- Developer: Adobe
- Initial release: October 24, 2012
- Operating system: Windows, Linux, OS X
- Available in: Multilingual
- Type: Software suite, cloud applications
- License: Software as a service
- Website: www.adobe.com/experience-cloud.html

= Adobe Experience Cloud =

Online marketing and Web analytics software

Adobe Experience Cloud (AEC), formerly Adobe Marketing Cloud (AMC), is a collection of integrated online marketing and web analytics products by Adobe.

==History==
On September 15, 2009, Adobe Systems announced its intention to purchase Omniture, Inc., a company specializing in online marketing and web analytics based in Orem, Utah. The acquisition, valued at $1.8 billion, was finalized on October 23, 2009. Post-acquisition, Omniture's offerings were progressively integrated into what is now known as Adobe's Digital Marketing Business Unit, alongside other acquisitions such as Day Software and Efficient Frontier.

Adobe Experience Cloud, initially known as Adobe Marketing Cloud, was unveiled in October 2012 as part of Adobe's strategy to phase out the Omniture brand. The suite integrates products from the acquired company, Omniture, along with other services into a unified cloud service.

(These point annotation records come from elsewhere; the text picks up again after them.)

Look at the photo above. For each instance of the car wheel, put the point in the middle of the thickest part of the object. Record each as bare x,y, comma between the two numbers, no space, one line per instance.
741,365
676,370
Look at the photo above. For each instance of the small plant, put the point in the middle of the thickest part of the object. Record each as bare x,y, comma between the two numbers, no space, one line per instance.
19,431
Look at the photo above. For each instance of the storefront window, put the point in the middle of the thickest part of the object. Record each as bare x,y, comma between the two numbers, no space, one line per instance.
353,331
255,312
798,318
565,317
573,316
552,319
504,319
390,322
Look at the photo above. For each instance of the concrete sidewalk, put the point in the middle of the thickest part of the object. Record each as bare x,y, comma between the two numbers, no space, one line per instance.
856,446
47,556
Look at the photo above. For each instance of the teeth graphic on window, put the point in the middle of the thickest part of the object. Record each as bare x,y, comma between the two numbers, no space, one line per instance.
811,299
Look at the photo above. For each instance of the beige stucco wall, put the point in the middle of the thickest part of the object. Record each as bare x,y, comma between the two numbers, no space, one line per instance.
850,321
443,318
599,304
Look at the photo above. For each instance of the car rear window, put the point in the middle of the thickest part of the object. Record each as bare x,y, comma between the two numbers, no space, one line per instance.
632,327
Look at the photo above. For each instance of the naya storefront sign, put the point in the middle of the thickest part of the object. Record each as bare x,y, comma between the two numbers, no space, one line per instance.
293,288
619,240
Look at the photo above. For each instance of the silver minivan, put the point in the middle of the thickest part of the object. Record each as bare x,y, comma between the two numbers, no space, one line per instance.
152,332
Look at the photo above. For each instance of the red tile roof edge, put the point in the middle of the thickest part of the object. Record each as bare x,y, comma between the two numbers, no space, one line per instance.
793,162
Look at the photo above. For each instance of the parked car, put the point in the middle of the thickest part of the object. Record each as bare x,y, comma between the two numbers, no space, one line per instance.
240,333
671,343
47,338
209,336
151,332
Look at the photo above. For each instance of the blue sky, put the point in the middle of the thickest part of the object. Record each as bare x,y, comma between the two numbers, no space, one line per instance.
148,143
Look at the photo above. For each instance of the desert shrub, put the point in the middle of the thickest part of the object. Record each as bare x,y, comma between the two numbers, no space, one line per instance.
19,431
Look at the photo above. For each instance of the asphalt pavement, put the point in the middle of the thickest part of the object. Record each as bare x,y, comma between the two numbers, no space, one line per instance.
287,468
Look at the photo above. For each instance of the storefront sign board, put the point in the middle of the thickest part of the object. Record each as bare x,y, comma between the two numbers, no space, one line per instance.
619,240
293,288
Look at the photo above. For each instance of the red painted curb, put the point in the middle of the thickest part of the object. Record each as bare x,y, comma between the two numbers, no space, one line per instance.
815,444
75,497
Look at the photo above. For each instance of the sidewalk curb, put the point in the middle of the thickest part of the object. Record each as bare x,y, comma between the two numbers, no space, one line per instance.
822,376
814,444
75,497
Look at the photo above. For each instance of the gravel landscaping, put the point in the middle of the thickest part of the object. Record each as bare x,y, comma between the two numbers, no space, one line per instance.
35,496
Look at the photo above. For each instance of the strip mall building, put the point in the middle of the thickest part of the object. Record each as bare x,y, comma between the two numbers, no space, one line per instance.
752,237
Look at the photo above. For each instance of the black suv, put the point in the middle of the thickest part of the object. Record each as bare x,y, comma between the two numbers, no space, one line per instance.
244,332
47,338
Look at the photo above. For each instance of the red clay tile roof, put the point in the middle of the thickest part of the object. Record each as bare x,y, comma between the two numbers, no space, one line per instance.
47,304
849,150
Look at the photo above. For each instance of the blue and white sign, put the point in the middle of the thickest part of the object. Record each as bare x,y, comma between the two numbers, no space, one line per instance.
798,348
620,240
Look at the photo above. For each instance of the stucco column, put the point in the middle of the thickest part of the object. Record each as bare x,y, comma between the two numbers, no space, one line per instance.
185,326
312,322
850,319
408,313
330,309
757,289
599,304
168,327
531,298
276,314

Adobe Experience Cloud encompasses analytics, social, advertising, media optimization, targeting, web experience management, journey orchestration, and content management services, hosted on Microsoft Azure. The eight main applications are Adobe Analytics, Adobe Target, Adobe Social, Adobe Experience Manager, Adobe Media Optimizer, Adobe Campaign (both Classic and Standard versions), Audience Manager, and Primetime.

In 2013, Adobe acquired Satellite TMS from Search Discovery and rebranded it as Adobe Dynamic Tag Management (Adobe DTM). Then launched Adobe Launch in 2018, its tag management system.

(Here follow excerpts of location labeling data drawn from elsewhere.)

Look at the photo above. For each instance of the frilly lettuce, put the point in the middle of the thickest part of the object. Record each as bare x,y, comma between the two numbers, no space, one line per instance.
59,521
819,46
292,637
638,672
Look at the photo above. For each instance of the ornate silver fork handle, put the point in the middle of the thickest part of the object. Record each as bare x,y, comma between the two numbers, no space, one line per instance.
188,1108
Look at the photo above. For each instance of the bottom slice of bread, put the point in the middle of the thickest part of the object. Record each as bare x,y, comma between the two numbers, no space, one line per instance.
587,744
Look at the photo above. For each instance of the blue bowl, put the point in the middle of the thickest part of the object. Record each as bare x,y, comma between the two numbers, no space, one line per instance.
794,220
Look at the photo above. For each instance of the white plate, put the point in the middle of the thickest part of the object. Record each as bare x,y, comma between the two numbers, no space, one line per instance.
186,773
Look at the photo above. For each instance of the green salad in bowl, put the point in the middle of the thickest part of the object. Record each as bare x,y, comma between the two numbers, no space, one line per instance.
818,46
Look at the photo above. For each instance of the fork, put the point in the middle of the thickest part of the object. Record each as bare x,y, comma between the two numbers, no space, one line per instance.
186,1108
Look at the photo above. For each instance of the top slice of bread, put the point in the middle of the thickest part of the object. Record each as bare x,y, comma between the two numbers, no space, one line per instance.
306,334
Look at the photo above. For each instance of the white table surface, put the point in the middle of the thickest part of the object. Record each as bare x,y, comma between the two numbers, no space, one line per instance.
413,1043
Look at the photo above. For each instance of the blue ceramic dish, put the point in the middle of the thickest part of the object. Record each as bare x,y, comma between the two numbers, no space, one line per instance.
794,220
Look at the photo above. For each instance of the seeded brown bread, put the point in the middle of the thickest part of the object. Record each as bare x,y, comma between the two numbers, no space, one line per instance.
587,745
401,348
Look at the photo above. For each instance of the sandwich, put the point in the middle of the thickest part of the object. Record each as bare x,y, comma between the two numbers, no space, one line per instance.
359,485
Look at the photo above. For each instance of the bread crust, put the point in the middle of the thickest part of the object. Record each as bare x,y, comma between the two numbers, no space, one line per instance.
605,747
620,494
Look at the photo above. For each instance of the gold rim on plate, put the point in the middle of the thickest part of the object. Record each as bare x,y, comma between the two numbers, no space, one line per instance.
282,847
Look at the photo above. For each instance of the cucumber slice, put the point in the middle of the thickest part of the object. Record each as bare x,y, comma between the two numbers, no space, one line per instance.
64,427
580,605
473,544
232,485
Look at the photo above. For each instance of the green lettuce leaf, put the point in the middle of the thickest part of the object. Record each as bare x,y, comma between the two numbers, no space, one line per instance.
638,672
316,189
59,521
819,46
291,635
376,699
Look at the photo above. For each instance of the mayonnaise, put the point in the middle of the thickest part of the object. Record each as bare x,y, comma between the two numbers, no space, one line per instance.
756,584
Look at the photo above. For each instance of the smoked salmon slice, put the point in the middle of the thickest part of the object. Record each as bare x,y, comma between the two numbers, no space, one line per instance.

Adobe announced the acquisition of Magento for $1.68 billion on May 21, 2018. This acquisition aimed to incorporate commerce features into the Adobe Experience Cloud. Later that same year, on September 20, Adobe acquired Marketo, a marketing automation company.

By 2021, Adobe Experience Platform Launch was slated to be integrated into the Adobe Experience Platform as part of a broader suite of data collection technologies.

==Products==
- Adobe Experience Manager (AEM) is an enterprise content management system and digital asset management. Before its acquisition, it was formerly known as Day CQ5.
  - In 2019, Adobe launched a new product under the AEM family known as Edge Delivery Services (EDS), which moves away from the traditional Sling architecture towards an edge-based architecture.
- Adobe Campaign is an enterprise Digital Campaign Marketing System. The software provides cloud-based, web-services service that manages direct marketing campaigns, leads, resources, customer data and analytics. The software also allows companies to design and orchestrate targeted and personalized campaigns from direct mail, e-mail, SMS, MMS and more. This software is based on Algorithmic Marketing to provide personalization. The software was formerly known as Neolane. Currently, Adobe has two separate versions of the product in the name of Adobe Campaign Classic and Adobe Campaign Standard, the complete cloud-based version built and developed by Adobe.*
- Adobe Audience Manager (AAM) is a data management platform. This software is based on algorithmic modeling that allows the use of data science to either expand existing audiences or classify them into personas using lookalike modeling and predictive analytics.
- Adobe Analytics (formerly Omniture), is a widely used tool for web analytics. The tool allows users to define tags embedded in web pages for tracking purposes in order to create customized metrics that can be used for digital marketing and user behavior analysis. Within Adobe Analytics, a tool called Data Warehouse is also provided for scheduling and delivering raw data by email or to FTP server for further data analysis. Unlike some alternatives such as Google Analytics, Adobe Analytics has no free version.